= John Lloyd (referee) =

Welsh footballer and referee

John Lloyd (born 15 February 1948) is a Welsh former football player and referee. As a referee he worked in The Football League and Premier League and was a member of the Welsh FIFA List. He is one of only three referees (alongside Steve Baines and Bob Matthewson) who have made League appearances as a player.

==Career==
Lloyd figured in two matches as an outside-right for Wrexham between 1965 and 1967. That was the end of his League playing career but he stayed in the town and developed a career as a referee. In 1982, he gained a place as a Football League linesman and three years later moved up to the referees list.

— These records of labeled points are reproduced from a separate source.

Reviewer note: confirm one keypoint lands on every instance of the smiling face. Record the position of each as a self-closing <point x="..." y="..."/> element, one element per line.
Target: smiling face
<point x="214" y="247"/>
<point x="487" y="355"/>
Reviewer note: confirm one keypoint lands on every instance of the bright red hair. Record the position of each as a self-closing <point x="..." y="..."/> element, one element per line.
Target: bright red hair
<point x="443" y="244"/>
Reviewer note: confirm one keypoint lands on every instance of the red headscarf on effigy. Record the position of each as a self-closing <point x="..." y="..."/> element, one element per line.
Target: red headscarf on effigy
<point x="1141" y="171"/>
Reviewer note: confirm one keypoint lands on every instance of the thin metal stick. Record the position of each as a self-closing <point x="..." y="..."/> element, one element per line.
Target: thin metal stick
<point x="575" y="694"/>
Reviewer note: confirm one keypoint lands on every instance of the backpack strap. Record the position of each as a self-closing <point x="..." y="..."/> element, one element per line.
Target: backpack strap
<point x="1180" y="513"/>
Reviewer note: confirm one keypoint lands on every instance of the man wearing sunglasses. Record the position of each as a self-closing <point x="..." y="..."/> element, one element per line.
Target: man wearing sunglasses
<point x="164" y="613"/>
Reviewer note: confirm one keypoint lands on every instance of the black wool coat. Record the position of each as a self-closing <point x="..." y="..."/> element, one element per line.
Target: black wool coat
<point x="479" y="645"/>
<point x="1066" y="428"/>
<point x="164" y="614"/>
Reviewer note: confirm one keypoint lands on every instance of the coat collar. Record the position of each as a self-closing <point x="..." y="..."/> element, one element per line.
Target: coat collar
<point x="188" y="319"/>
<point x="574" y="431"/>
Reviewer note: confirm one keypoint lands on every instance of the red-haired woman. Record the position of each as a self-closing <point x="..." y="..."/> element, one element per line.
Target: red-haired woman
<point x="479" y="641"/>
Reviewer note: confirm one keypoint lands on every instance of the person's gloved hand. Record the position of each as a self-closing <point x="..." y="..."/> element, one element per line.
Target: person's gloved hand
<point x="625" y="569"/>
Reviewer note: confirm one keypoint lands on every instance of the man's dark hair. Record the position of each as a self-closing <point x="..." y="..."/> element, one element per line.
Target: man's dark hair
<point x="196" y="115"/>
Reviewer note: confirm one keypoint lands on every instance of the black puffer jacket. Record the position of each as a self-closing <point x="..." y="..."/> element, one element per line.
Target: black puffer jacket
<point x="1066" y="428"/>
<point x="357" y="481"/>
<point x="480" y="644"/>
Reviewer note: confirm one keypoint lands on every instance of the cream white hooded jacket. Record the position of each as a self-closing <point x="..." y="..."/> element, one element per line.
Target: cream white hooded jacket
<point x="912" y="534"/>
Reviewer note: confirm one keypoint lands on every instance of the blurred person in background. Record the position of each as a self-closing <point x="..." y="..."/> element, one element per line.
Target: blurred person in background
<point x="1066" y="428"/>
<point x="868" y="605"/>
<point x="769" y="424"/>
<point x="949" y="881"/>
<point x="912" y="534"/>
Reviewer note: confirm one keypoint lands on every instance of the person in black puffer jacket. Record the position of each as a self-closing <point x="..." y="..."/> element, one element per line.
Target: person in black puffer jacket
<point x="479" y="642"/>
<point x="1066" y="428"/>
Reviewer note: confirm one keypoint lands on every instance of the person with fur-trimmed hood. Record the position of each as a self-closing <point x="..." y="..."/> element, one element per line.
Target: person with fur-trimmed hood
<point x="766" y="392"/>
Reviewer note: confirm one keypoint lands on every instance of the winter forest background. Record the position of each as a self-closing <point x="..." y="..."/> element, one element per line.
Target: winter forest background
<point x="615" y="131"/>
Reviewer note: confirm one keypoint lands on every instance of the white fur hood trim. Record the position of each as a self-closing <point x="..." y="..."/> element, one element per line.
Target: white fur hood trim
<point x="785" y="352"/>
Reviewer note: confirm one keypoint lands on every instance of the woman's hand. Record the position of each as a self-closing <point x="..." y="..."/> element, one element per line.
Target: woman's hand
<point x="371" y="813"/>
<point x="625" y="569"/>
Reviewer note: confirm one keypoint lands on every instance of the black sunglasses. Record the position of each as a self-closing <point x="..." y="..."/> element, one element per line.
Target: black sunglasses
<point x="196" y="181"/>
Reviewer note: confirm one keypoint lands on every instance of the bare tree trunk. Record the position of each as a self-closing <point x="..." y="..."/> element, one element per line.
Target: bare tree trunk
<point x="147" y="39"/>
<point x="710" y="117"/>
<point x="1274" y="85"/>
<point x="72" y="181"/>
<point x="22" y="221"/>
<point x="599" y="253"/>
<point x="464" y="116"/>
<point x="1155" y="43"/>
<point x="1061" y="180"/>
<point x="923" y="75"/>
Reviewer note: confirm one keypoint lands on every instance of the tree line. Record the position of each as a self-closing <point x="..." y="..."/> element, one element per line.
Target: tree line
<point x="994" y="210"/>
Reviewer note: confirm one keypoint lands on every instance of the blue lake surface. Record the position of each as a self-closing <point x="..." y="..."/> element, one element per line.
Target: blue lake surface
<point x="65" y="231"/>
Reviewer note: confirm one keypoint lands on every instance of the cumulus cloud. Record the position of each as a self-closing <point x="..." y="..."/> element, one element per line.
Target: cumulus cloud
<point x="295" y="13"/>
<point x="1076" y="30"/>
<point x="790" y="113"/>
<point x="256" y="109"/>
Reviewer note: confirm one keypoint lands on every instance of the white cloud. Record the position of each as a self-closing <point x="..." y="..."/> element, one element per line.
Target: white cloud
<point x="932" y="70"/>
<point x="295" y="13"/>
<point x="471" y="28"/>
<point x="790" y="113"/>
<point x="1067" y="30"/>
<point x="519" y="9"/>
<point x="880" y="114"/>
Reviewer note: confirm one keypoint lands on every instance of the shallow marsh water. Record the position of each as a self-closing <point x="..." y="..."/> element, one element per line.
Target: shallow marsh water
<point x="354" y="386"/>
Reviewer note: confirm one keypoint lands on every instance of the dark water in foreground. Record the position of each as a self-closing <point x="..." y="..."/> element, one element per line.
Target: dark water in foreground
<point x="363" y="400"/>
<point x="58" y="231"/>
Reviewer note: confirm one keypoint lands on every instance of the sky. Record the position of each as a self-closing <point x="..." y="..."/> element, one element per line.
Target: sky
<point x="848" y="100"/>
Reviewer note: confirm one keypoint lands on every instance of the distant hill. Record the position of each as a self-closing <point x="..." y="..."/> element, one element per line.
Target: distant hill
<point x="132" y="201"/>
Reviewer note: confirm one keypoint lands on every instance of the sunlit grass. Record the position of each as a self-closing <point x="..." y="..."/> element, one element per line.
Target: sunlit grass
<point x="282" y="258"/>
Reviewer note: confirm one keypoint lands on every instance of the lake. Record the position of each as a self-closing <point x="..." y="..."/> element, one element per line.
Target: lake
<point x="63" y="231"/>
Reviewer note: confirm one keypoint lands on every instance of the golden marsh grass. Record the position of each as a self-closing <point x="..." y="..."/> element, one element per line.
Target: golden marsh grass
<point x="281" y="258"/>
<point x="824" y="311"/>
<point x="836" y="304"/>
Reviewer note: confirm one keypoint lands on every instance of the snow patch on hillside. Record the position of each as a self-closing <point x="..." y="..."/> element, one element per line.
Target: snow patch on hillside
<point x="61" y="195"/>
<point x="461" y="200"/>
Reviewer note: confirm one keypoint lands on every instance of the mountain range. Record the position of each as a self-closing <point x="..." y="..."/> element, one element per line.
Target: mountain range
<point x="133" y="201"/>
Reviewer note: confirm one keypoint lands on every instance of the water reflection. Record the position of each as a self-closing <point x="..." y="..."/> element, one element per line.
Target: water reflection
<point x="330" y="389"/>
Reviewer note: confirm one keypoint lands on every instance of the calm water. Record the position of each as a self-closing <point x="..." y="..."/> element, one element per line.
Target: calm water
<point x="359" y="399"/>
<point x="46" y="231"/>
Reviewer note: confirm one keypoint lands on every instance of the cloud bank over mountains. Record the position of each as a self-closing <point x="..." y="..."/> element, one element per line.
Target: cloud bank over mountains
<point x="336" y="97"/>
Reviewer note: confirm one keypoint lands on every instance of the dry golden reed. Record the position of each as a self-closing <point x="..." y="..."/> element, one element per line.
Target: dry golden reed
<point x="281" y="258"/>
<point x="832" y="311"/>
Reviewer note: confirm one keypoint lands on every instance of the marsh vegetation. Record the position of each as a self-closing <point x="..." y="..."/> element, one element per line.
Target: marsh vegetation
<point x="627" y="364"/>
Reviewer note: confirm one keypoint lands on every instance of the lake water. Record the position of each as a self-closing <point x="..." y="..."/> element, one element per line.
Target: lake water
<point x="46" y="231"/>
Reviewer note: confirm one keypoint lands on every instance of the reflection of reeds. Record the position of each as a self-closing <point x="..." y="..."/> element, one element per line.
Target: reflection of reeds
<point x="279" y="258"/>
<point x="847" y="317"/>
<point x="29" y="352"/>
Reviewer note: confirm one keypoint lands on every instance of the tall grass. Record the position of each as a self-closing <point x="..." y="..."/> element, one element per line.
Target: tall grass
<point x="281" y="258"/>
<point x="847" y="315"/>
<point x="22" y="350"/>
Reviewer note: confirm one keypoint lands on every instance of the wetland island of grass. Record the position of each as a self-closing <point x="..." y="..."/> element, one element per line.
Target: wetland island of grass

In common with all Welsh referees who attained this level Lloyd was also an international official and was soon in action in Europe. His first match in the middle in Iceland in September 1996 saw visitors Sporting CP achieve an emphatic 9-0 victory over Akranes in a UEFA Cup tie. Domestically he made steady progress. He started to make a bigger impression early in 1993. He was in charge of a League Cup quarter-final between Blackburn Rovers and Cambridge United and two months later was one of several officials drafted into the new Premier League. He retained this status for the following season (1993–1994), including a match at runners-up Blackburn (against Ipswich Town) on the penultimate weekend.

That proved to be his final game at Premier level and he reverted to the Football League for his final two seasons. When he retired in 1996 he was the last referee from North Wales, leaving Keith Burge from Tonypandy as the sole Welsh National List referee. Since then he has become a Football League assessor and worked as an after-dinner speaker.